The functional and immunological profiling of IL-6 and PNP revealed a nuanced, collaborative role. While both genes co-activated a central inflammatory axis, their correlation patterns with immune cell subsets and single-cell expression localization indicated functional collaboration. IL-6, primarily induced in endothelial cells and myeloid lineages, appears to function as a master regulator of the inflammatory milieu, balancing pro-inflammatory and regulatory signals [16,17]. In contrast, PNP, constitutively expressed across diverse cell types and further upregulated post-reperfusion, likely supports the heightened metabolic demand and fine-tunes specific effector immune responses, particularly those involving Th17 cells and pDCs. This dual-target paradigm suggests that a therapeutic strategy simultaneously modulating both inflammatory signaling and purinergic metabolism may be more effective than targeting either axis alone [18].

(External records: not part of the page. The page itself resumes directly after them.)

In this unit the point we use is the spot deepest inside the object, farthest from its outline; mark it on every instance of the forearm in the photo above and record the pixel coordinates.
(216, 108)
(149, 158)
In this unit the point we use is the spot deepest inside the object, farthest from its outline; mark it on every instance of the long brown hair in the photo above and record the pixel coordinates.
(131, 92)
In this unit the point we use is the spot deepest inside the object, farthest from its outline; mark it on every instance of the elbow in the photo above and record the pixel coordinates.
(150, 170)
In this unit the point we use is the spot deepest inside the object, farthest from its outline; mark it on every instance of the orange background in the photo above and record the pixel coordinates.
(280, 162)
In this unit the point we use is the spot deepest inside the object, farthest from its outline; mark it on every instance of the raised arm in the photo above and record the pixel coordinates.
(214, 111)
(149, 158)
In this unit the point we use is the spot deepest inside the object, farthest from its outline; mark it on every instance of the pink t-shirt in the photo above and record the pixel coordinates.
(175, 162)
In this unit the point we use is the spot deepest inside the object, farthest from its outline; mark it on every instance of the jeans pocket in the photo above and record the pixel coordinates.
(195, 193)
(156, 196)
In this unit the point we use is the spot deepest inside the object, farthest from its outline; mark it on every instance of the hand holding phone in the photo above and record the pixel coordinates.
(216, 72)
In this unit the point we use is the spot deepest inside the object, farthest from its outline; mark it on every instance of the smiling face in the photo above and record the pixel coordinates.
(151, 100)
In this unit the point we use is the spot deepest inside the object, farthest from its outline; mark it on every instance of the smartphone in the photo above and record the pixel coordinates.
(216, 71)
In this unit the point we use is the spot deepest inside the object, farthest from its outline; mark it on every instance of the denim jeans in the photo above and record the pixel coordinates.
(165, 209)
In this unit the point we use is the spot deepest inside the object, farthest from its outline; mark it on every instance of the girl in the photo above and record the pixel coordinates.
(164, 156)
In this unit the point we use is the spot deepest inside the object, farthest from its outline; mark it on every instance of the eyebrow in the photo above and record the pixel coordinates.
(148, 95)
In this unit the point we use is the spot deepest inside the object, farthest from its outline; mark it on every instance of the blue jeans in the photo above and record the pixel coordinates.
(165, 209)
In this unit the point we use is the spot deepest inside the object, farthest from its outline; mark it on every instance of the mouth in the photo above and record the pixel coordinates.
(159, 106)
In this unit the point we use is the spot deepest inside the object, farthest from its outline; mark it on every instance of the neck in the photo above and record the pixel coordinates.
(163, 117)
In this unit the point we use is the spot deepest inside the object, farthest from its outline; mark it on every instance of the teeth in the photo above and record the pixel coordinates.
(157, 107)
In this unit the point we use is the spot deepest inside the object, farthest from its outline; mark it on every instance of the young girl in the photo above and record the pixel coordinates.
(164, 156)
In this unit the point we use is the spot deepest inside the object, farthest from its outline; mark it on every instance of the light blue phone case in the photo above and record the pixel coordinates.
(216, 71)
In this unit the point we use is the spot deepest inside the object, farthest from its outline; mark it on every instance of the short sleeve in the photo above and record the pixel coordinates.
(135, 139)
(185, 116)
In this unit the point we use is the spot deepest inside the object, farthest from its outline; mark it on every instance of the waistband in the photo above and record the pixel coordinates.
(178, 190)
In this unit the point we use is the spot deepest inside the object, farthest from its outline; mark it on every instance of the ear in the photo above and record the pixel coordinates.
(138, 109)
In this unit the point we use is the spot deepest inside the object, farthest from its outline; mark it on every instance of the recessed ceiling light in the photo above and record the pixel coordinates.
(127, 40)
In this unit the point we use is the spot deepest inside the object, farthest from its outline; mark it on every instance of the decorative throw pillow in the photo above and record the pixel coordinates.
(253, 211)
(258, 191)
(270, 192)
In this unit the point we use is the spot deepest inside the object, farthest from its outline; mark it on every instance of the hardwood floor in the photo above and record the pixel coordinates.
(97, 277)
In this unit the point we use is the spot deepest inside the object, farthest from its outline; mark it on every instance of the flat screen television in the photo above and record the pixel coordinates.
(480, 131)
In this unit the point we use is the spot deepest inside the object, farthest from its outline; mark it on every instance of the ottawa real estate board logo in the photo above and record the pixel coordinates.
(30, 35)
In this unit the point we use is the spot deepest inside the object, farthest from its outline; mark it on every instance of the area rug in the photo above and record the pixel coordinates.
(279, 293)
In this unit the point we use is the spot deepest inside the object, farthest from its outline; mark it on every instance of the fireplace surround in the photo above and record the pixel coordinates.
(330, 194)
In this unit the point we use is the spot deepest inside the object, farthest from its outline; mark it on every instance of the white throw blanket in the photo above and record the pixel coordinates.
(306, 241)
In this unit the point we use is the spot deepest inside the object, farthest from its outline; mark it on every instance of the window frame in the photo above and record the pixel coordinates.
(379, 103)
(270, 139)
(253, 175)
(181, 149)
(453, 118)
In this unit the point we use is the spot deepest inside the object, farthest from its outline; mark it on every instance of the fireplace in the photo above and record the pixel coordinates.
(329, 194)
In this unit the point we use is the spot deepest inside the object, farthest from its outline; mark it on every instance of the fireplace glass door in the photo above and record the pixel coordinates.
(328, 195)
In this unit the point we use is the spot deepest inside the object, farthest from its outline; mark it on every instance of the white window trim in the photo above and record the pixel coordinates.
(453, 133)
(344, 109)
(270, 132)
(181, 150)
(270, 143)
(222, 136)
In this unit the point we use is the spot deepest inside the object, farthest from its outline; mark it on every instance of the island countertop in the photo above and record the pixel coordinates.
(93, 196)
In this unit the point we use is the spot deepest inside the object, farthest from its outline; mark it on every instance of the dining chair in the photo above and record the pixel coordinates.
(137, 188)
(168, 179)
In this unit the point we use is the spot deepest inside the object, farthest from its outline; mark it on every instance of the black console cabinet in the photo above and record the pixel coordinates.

The computational studies provided a robust structural rationale for barbaloin’s interaction with both IL-6 and PNP. The stable binding poses and favorable dynamics simulations suggest these are not merely theoretical targets but are plausibly engaged by the compound. In vivo validation confirmed the significant upregulation of IL-6 and PNP in LIRI mouse models. Mechanistically, barbaloin protected bronchial epithelial cells from OGD/R injury by modulating the IL-6/PNP axis. By curbing IL-6-mediated inflammatory signaling and PNP-driven purine catabolism, barbaloin effectively attenuated ROS production [19,20,21]. This reduction in oxidative stress subsequently inhibited the NF-κB/NLRP3 inflammasome pathway, thereby preserving cellular integrity [22].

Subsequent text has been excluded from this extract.